Contrôle renforcé du secteur hospitalier: la hausse globale des cotisations a permis le développement sans précédent du système de santé. La lutte contre la cotisation depuis les années 80 explique réciproquement l’incapacité contemporaine à financer les investissements nécessaires.

Le plan Juppé de 95-96 : aboutissement du processus d’étatisation.

Si en 82, une éclaircie se dessine, elle ne change rien de fondamental : les élections sans autogouvernement sont marquées par l’abstention. Elles ne seront pas renouvelées

L’étatisation du soin se poursuit avec la CSG créée en 1990 par Rocard et triomphe avec Juppé.

En 2020 la CNAM était financée à auteur de 32, 7% par la CSG, 32,4% par les cotisations et 29,5 par d’autres contributions et taxes.

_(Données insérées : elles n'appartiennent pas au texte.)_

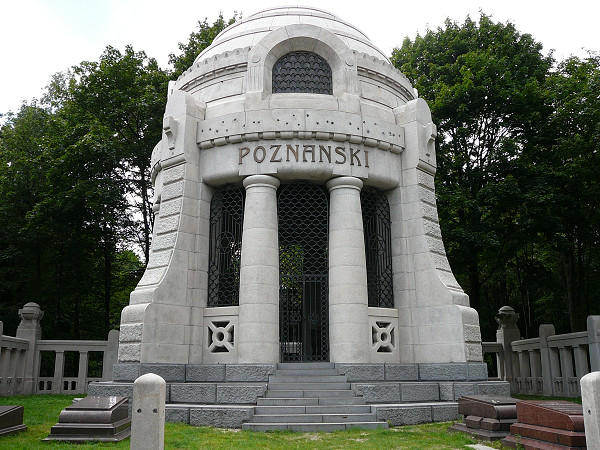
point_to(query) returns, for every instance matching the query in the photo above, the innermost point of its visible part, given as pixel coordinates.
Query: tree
(197, 42)
(485, 85)
(121, 100)
(570, 158)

Terrible défaite du mouvement social:

Budget de la sécurité sociale établi par la loi de financement : on passe d’une logique de réponse à des besoins à une logique d’adaptation à des contraintes budgétaires. Depuis 1997, le Parlement discute et adopte tous les ans le budget de la sécurité sociale, outil de contrôle de la production de soin en fixant l’ONDAM, souvent accompagné de mesures dites d’économies, = de réduction de droits. ONDAM en baisse depuis 2004. Paul Reynaud est exaucé.

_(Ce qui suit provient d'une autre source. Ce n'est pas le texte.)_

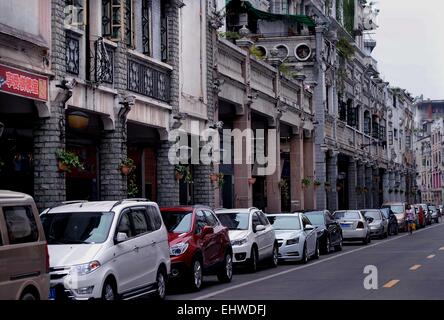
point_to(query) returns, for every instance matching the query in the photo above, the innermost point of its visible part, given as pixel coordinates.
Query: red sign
(23, 84)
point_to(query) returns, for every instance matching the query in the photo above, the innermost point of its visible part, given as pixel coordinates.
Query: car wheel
(29, 296)
(226, 272)
(338, 247)
(196, 275)
(109, 291)
(305, 254)
(274, 260)
(161, 285)
(316, 253)
(253, 260)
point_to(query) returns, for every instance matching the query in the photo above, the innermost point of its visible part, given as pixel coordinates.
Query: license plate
(52, 294)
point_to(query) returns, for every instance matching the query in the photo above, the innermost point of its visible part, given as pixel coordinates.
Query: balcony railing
(149, 80)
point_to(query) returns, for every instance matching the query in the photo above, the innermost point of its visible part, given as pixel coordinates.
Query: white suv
(107, 250)
(252, 236)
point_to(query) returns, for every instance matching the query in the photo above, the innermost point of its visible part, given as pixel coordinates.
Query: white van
(107, 250)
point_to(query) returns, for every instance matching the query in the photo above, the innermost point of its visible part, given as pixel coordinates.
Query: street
(409, 267)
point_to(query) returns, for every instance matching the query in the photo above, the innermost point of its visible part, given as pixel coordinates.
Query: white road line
(240, 285)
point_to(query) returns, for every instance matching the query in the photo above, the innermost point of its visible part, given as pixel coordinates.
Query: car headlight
(83, 269)
(178, 249)
(292, 241)
(239, 242)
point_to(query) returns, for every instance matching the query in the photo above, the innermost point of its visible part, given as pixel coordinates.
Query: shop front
(20, 95)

Par la CADES, l’Etat institutionnalise la dette de la sécurité sociale : plutôt que d’augmenter les cotisations sociales pour faire face à l’augmentation de la production de soin, il impose à la sécu de financer par elle-même son retour à l’équilibre pour rembourser sa dette en passant par les marchés financiers. La CADES est financée par la CRDS.

Il renforce le pouvoir central dans l’organisation du système hospitalier via les ARH dont les directeurs sont nommés en Conseil des Ministres et révocables, ancêtres des ARS. Elles vont produire les normes.

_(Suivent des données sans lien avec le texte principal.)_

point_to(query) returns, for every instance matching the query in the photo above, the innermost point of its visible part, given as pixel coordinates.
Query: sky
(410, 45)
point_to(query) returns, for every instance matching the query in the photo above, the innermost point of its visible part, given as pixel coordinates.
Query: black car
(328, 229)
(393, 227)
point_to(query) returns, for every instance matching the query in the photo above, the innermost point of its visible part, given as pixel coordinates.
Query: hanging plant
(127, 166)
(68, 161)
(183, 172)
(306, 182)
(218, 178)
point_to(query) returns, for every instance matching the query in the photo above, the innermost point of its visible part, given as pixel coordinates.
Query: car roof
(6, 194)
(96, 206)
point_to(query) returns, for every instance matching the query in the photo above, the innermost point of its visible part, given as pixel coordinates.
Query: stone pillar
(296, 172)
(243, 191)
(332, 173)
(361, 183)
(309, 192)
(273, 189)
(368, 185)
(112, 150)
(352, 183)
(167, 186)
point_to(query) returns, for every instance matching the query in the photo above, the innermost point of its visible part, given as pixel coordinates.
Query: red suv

En 1996, le gorille est en cage… sauf en Alsace-Moselle où fonctionne une caisse gérée par les intéressés.

Danièle Mauduit

Texte écrit à partir du livre “La bataille de la Sécu” de Nicolas da Silva

Nicolas da Silva La bataille de la Sécu – Une histoire du système de santé – La fabrique- éditions – octobre 2022 – 15€ – 294 pages. L’auteur est maître de conférences en sciences économiques à l’Université Sorbonne Paris – Nord. La problématique du livre est : quel est l’enjeu de la bataille entre l’Etat social et la Sociale? Préface de Bernard Friot.